Statistics for Corpus Linguists
  • Overview
  • Fundamentals
    • 1.1 Basics
    • 1.2 Research Questions
    • 1.3 Linguistic Variables
    • 1.4 Formal Aspects
  • Introduction to R
    • 2.1 First steps
    • 2.2 Exploring R Studio
    • 2.3 Vectors
    • 2.4 Data frames
    • 2.5 Libraries
    • 2.6 Importing/Exporting
  • NLP
    • 3.1 Concordancing
    • 3.2 Regular expressions
    • 3.3 Data Annotation
  • Statistics
    • 4.1 Data, variables, samples
    • 4.2 Probability theory
    • 4.3 Categorical data
    • 4.4 Continuous data
    • 4.5 Hypothesis testing
    • 4.6 Binomial test
    • 4.7 Chi-squared test
    • 4.8 t-test
  • Models
    • 6.1 Linear regression
    • 6.2 Logistic regression
    • 6.3 Mixed-effects regression
    • 6.4 Poisson regression
    • 6.5 Ordinal regression
  • Machine Learning
    • 7.1 Tree-based methods
    • 7.2 Gradient boosting
    • 7.3 PCA
    • 7.4 EFA
    • 7.5 Clustering
  1. 4. Introduction to Statistics
  2. 4.4 Continuous data
  • 4. Introduction to Statistics
    • 4.1 Data, variables, samples
    • 4.2 Probability theory
    • 4.3 Categorical data
    • 4.4 Continuous data
    • 4.5 Hypothesis testing
    • 4.6 Binomial test
    • 4.7 Chi-squared test
    • 4.8 t-test

On this page

  • Suggested reading
  • Preparation
  • Measures of central tendency
    • The sample mean
    • The median
    • Sample variance and standard deviation
    • Quantiles
    • Quartiles and boxplots
  • Visualising mixed data
    • A numerical and categorical variable
    • Multivariate plots
  1. 4. Introduction to Statistics
  2. 4.4 Continuous data

4.4 Continuous data

Author
Affiliation

Vladimir Buskin

Catholic University of Eichstätt-Ingolstadt

Suggested reading

Heumann et al. (2022: Chapter 3)

Preparation

We will use the dataset from the previous unit:

# Libraries
library("readxl")
library("tidyverse")

# Load data from working directory
cl.order <- read_xlsx("../datasets/Paquot_Larsson_2020_data.xlsx")

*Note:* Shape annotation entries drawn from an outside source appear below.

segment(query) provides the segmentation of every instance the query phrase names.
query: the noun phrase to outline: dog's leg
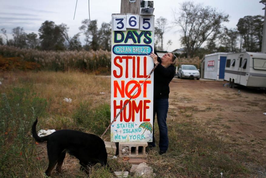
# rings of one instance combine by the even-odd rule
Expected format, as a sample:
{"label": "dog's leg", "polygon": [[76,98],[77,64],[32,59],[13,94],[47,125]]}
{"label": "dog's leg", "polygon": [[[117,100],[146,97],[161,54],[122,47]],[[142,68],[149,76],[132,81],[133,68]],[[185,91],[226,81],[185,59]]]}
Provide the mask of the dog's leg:
{"label": "dog's leg", "polygon": [[87,163],[84,163],[83,162],[80,161],[80,164],[81,165],[80,166],[80,170],[82,171],[85,171],[88,176],[90,176],[90,171],[88,169],[88,164]]}
{"label": "dog's leg", "polygon": [[55,165],[56,163],[56,160],[54,160],[53,161],[49,160],[49,165],[48,166],[48,168],[45,171],[45,174],[48,177],[51,176],[51,173],[55,166]]}
{"label": "dog's leg", "polygon": [[[53,146],[55,147],[53,147]],[[48,159],[49,160],[49,165],[48,168],[45,171],[45,174],[47,176],[51,176],[51,173],[56,164],[57,162],[58,153],[55,148],[56,147],[54,144],[50,144],[48,142],[47,142],[47,153],[48,155]]]}
{"label": "dog's leg", "polygon": [[63,164],[63,162],[64,161],[64,159],[65,159],[65,156],[66,152],[63,152],[59,156],[59,157],[57,160],[57,165],[56,166],[56,171],[58,173],[61,173],[62,165]]}

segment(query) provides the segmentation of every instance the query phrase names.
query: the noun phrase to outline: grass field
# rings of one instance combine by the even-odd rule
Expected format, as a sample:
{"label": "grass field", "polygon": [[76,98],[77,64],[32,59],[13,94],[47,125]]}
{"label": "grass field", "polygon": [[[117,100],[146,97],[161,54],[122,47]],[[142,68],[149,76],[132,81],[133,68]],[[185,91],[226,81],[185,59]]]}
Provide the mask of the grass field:
{"label": "grass field", "polygon": [[[36,117],[39,118],[39,129],[70,129],[101,136],[110,119],[110,81],[107,77],[75,71],[0,73],[0,93],[5,94],[0,102],[0,176],[45,177],[46,144],[37,144],[30,136]],[[231,129],[230,123],[237,121],[235,118],[224,123],[222,114],[208,121],[197,117],[208,115],[213,108],[223,112],[221,110],[225,108],[212,103],[202,108],[193,104],[182,106],[178,104],[180,101],[189,103],[193,99],[189,94],[177,92],[171,87],[167,118],[169,150],[161,156],[156,147],[147,158],[156,177],[219,177],[221,172],[223,177],[253,177],[258,175],[259,168],[259,171],[266,169],[265,135],[261,140],[254,138],[247,142],[244,138],[227,135],[224,131]],[[237,97],[232,93],[228,97]],[[65,97],[72,99],[72,102],[64,101]],[[257,107],[253,104],[252,107]],[[157,124],[155,127],[157,141],[159,130]],[[110,132],[104,140],[110,140]],[[66,157],[62,173],[54,171],[53,177],[86,177],[75,158]],[[129,171],[130,166],[119,160],[108,161],[114,170]],[[98,164],[92,170],[91,177],[113,177]]]}

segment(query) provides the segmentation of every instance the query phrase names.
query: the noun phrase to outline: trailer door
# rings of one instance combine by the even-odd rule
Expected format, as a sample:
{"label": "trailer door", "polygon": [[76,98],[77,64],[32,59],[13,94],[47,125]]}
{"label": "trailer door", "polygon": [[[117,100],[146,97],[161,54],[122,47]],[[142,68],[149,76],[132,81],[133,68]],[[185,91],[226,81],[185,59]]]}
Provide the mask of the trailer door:
{"label": "trailer door", "polygon": [[242,65],[242,61],[243,61],[243,55],[242,54],[239,56],[239,63],[238,63],[238,69],[237,70],[237,81],[236,82],[235,81],[234,83],[237,84],[239,84],[240,83],[240,79],[241,77],[240,76],[240,73],[241,71],[242,68],[241,68],[241,65]]}
{"label": "trailer door", "polygon": [[219,69],[219,79],[224,78],[224,70],[225,69],[225,63],[226,62],[226,57],[220,57],[220,67]]}

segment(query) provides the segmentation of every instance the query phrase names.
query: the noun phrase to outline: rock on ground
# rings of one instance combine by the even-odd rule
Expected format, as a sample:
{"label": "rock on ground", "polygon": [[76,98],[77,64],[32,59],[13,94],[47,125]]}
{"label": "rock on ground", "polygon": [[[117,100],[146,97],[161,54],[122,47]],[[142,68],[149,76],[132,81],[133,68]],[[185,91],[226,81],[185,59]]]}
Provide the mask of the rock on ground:
{"label": "rock on ground", "polygon": [[139,164],[135,170],[135,176],[142,176],[143,178],[151,178],[156,176],[153,173],[153,169],[145,163]]}

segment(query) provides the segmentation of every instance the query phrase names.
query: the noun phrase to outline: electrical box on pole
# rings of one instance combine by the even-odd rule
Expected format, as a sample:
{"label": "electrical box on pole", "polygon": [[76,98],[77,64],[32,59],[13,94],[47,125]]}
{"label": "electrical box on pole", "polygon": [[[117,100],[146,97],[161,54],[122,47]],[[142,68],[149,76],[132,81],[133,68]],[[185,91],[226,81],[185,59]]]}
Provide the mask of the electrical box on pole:
{"label": "electrical box on pole", "polygon": [[121,0],[120,13],[139,14],[140,0]]}

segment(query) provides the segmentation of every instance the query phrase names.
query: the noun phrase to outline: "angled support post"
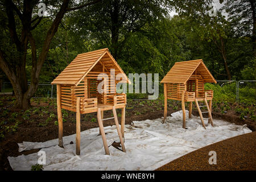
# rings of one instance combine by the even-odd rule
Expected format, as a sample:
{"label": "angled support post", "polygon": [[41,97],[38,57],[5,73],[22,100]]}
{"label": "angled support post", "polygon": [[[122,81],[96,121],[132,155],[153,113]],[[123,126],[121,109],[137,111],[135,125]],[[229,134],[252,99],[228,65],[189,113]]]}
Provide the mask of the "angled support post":
{"label": "angled support post", "polygon": [[63,147],[63,119],[61,113],[61,88],[60,85],[57,84],[57,113],[58,115],[58,126],[59,126],[59,146],[60,147]]}

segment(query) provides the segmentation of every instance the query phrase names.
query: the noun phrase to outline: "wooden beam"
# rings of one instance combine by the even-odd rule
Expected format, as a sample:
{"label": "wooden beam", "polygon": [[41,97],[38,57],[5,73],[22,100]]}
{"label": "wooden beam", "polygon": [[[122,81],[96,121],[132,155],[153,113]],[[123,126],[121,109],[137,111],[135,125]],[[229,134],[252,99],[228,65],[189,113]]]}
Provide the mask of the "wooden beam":
{"label": "wooden beam", "polygon": [[125,107],[121,109],[122,117],[121,117],[121,133],[122,136],[125,142]]}
{"label": "wooden beam", "polygon": [[164,84],[164,113],[163,123],[166,122],[166,117],[167,116],[167,84]]}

Measures of central tendency

From here on out, we assume \(X\) is a continuous random variable with observations \(\{x_1, x_2, ..., x_n\}\) and sample size \(n\). Measures of central tendency offer convenient one-value-summaries of the distribution of \(X\).

The sample mean

The sample mean \(\bar{x}\) is defined as

\[ \bar{x} = \frac{x_1 + x_2 + ... + x_n}{n} \\ = \frac{1}{n}\sum_{i=1}^n{x_i}. \tag{1}\]

In R, we can obtain the average value of a numeric vector with the mean() function. Let’s do that for the length of main clauses found in the cl.order data:

mean(cl.order$LEN_MC)
[1] 9.265509

The output returned by this function provides a one-value summary of all observations contained in LEN_MC. Because the the mean \(\bar{x}\) takes into account all data points, it is prone to the influence of outliers, i.e., extreme values.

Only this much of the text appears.